Dairy Farmers Make Suckers of Consumers

The dairy consumption is down but the farmers are still making money. How is this happening?
Published on January 9, 2007

Canadians are drinking 18 per cent less milk than they did in 1980, consuming 30 per cent less butter and 24 per cent less ice cream. Cheese production is barely holding steady. The Canadian dairy herd has dwindled.

Sounds like a disastrous portrait of a collapsing industry, doesn’t it? In fact, these realities are all the result of careful manipulation of the dairy industry by federal and provincial governments and dairy producers themselves. This systematic conspiracy against consumers goes by the name of “orderly marketing,” and it has resulted in an average profit margin for dairy farms of 25 per cent of operating revenue, almost double the figure for all farms in Canada.

Now, at the beginning of a new year, both the federal and provincial governments dipped into consumers’ pockets yet again to fatten the profits of politically well-connected dairy farmers.
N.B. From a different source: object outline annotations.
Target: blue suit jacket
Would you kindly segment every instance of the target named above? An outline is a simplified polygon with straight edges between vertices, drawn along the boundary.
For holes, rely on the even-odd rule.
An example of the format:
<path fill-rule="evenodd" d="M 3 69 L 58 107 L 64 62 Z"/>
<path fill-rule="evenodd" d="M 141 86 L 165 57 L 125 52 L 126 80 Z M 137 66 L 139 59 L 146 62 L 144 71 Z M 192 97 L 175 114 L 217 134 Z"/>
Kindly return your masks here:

Year after year this scandal goes on because consumers don’t know how to fight back.

This time the Canadian Dairy Commission is raising the price for “industrial” milk, which is used to make butter, cheese, yogurt, ice cream and more. This increase, at a time when market conditions should be generating lower prices, will echo through the whole food chain.
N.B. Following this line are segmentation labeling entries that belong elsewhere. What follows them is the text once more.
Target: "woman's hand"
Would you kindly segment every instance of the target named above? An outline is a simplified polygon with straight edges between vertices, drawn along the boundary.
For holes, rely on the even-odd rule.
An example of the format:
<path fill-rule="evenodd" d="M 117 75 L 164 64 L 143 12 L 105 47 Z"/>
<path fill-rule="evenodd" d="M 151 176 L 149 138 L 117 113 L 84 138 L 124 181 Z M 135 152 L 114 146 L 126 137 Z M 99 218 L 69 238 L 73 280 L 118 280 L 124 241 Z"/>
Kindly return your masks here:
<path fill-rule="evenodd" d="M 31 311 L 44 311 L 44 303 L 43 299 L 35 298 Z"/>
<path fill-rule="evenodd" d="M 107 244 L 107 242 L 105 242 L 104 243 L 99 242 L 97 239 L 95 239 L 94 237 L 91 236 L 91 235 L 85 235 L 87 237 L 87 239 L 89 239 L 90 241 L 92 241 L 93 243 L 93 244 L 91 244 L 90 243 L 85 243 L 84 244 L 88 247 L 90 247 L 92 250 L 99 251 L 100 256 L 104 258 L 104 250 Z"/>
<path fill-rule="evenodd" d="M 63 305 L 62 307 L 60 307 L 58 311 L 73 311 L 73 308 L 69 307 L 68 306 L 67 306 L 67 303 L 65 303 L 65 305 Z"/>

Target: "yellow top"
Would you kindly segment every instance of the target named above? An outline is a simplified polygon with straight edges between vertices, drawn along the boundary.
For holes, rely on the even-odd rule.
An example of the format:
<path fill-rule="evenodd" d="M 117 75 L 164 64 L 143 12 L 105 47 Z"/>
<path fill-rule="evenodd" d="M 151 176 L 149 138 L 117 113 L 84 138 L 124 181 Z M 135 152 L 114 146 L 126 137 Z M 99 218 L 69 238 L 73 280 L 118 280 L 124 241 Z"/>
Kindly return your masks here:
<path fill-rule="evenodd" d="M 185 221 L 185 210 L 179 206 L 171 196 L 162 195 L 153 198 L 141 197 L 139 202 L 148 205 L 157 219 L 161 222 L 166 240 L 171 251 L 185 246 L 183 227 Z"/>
Meanwhile Quebec’s Regie des marches agricoles et alimentaires, acting at the request of the province’s dairy producers, has decreed an increase of six cents a litre in the minimum and maximum consumer prices for table milk. So the price of almost all dairy products will be climbing again.

This is a classic example of cartel economics, made legal – we won’t say legitimate – because politicians allow it. Tariff walls as high as 300 per cent give Canadian producers a captive market, while consumers pay inflated prices for basic food items. True, some of the decline in consumption of these products comes from demographic change; we have fewer children now, and more newcomers from places where milk products are not a big part of the diet. But some of the decline in consumption is linked to inflated prices.

If milk producers were competing, rather than running an oligopoly, quality and choice would improve and prices would fall. Instead we have constantly higher prices and shrinking consumption – a system that benefits the few at the expense of the many.

As usual, consumers don’t know how to fight back. One group that does, a little, is the Canadian Restaurant and Food Service Association, which operates an informative website called dairyplanet.ca, which claims that Canadian dairy prices are the world’s highest.

On grocery store hours, Quebec consumers won only after retail chains mobilized public opinion. It’s time – past time – for something comparable to happen in the dairy sector. Have a look at dairyplanet.ca and ask yourself how long consumers should go on being victims.